Stenting for airway obstruction in the carinal region.

T Shiraishi1, K Kawahara, T Shirakusa, K Inada, K Okabayashi, A Iwasaki.   

Abstract

BACKGROUND: Recent progress on airway stents has provided sufficient airway patency for patients with airway obstruction; however, when the stenosis exists in the carinal zone, establishing an excellent airway condition is still troublesome because of the anatomic structure.
METHODS: We treated 15 patients with severe tracheobronchial stenosis involving a carinal bifurcation region, using several types of stenting devices (long T-tube, T-Y tube, wire reinforced Y tracheostomal tube, Freitag Dynamic stent [Karl Storz, Tuttlingen, Germany], and covered metallic stent).

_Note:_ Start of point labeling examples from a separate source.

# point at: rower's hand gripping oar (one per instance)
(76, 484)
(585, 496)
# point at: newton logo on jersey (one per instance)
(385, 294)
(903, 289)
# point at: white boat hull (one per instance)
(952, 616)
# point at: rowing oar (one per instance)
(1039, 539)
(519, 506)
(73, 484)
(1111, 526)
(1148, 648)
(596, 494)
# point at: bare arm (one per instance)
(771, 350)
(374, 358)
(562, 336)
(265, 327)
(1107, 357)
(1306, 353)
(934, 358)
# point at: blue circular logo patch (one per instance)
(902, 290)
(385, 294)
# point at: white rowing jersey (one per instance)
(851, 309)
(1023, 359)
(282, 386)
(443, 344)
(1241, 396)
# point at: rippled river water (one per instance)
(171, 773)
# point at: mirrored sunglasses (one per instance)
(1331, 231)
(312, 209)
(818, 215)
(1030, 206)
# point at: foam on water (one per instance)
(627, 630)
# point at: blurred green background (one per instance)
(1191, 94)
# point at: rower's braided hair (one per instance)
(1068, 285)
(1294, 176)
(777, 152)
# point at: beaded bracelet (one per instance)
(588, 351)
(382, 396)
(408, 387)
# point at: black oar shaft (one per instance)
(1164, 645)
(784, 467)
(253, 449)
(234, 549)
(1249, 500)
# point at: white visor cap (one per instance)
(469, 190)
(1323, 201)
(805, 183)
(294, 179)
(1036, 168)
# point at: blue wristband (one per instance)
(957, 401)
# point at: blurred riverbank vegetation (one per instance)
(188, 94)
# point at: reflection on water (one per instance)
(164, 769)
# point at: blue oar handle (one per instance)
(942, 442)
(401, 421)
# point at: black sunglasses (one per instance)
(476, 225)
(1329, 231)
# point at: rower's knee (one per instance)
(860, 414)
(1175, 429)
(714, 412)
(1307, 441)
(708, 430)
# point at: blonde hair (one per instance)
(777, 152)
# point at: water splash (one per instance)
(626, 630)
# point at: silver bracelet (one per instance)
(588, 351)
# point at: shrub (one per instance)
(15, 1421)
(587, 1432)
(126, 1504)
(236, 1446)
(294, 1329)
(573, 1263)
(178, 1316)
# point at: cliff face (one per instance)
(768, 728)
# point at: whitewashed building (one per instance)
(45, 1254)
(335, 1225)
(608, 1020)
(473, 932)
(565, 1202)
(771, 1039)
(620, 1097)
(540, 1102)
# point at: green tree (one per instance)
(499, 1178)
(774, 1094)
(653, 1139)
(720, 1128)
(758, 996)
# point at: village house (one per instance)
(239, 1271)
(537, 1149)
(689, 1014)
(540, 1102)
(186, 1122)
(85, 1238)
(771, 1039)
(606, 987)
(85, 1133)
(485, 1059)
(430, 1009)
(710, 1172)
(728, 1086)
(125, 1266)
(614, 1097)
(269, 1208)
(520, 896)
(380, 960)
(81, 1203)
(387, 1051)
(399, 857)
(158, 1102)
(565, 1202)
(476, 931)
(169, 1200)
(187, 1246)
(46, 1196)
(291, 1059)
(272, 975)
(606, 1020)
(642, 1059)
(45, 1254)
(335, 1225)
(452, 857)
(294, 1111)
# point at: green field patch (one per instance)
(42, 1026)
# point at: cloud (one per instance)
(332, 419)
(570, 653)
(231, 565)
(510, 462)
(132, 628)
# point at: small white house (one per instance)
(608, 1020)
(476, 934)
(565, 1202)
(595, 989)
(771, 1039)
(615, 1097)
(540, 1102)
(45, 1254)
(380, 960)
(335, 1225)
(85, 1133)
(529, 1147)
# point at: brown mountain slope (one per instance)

All patients had advanced inoperable tumors (lung cancer, n = 6; esophageal cancer, n = 3; thyroid cancer, n = 3; mediastinal tumor, n = 3).
RESULTS: All but 2 patients had immediate relief of respiratory symptoms. One patient died of respiratory failure caused by pulmonary lymphatic spread 3 days after Dynamic stent insertion. In 1 patient with severe left main bronchial stenosis due to lung cancer, effective palliation was not achieved by insertion of a covered metallic stent because of its insufficient expansion against the stenosis. Mean survival after successful stenting was 4.3 months (range, 1 to 15 months). There were no complications directly attributable to the stents.
CONCLUSIONS: As evidenced by the clinical effectiveness, airway stenting for inoperable tumor is valuable in such patients. Choosing a stent that will fully cover the lesion and allow sufficient tolerance against compression is important to successful stenting. Benefits such as ease of phonation and stent maintenance should also be considered.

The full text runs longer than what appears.